Kazuya Shibuya, choć ma dopiero siedemnaście lat, jest szefem SPR (Shibuya Psychic Research). Do kwestii zjawisk nadnaturalnych podchodzi w sposób systematyczny i naukowy, korzystając z dużej ilości elektroniki i eliminując kolejne hipotezy. Poważny, przystojny i niesamowicie pewny siebie szybko zostaje przezwany przez Mai „Naru‑chan” (od narusisuto – narcyz). Sprawą nawiedzonej szkoły zajmuje się także kilka innych ciekawych postaci: nowoczesna miko (kapłanka szintoistyczna), równie nowoczesny długowłosy mnich buddyjski, szesnastoletnia Masako (znana z telewizji jako medium) oraz ksiądz egzorcysta z Australii. Po wyjaśnieniu tajemnicy Mai jest nieco rozczarowana, że przygoda dobiegła końca i musi się rozstać z Shibuyą i pozostałymi. Ku jej radości kilka dni później Naru telefonuje, by zaproponować jej dalszą współpracę (głównie w charakterze pomocy biurowej). W ten sposób Mai na stałe wiąże się z SPR, a poznani egzorcyści tworzą grupę współpracowników, pojawiającą się regularnie przy okazji następnych dochodzeń.

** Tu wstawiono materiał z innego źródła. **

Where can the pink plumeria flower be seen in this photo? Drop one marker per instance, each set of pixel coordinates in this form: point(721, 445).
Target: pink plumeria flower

Zarówno anime, jak i wydana wcześniej manga, powstały na podstawie powieści autorstwa Fuyumi Ono. Akcja serialu obejmuje pierwsze sześć z dziesięciu książek i jest podzielona na części, z których każda dotyczy innego śledztwa, prowadzonego przez SPR. Na razie nie ma żadnych informacji o ekranizacji pozostałych powieści, widzowie muszą więc pogodzić się z tym, że wiele kwestii pozostaje niewyjaśnionych. Pierwsze śledztwo, obejmujące trzy odcinki, służy przede wszystkim przedstawieniu bohaterów (widzom oraz sobie wzajemnie), co jednak wcale nie znaczy, że brakuje tam uczciwej tajemnicy i napięcia.
Widz poznaje świat duchów i zjawisk paranormalnych z perspektywy Mai. Jest to otwarta i szczera osóbka, szybko angażująca się emocjonalnie w problemy innych i obdarzona wyczulonym zmysłem obserwacji. Pozostali bohaterowie (pomijając trzon SPR, o którym za chwilę) są zdecydowani drugoplanowi i niewiele dowiadujemy się o ich przeszłości. Są też stosunkowo normalni, jeśli pominie się ich niezwykłą profesję. Wyjątek stanowią szef SPR i jego milczący asystent, Lin. W jaki sposób siedemnastolatek, wyraźnie nieuczęszczający do szkoły, został szefem firmy o znacznych zasobach finansowych i jakie dokładnie stosunki łączą go z ponurym asystentem, pozostaje tajemnicą. Mnie najbardziej zastanowiły dwie sprawy. Po pierwsze, dlaczego dumny Shibuya bez protestu zaakceptował mało pochlebne przezwisko, nadane mu przez Mai? Po drugie, dlaczego ten inteligentny i posiadający szeroką wiedzę chłopak nie zna zbyt dobrze kanji? Dodatkowe pytania rodzi łagodniejsza wersja Naru, pojawiająca się w snach Mai. Wytwór podświadomości zauroczonej dziewczyny, czy może coś więcej?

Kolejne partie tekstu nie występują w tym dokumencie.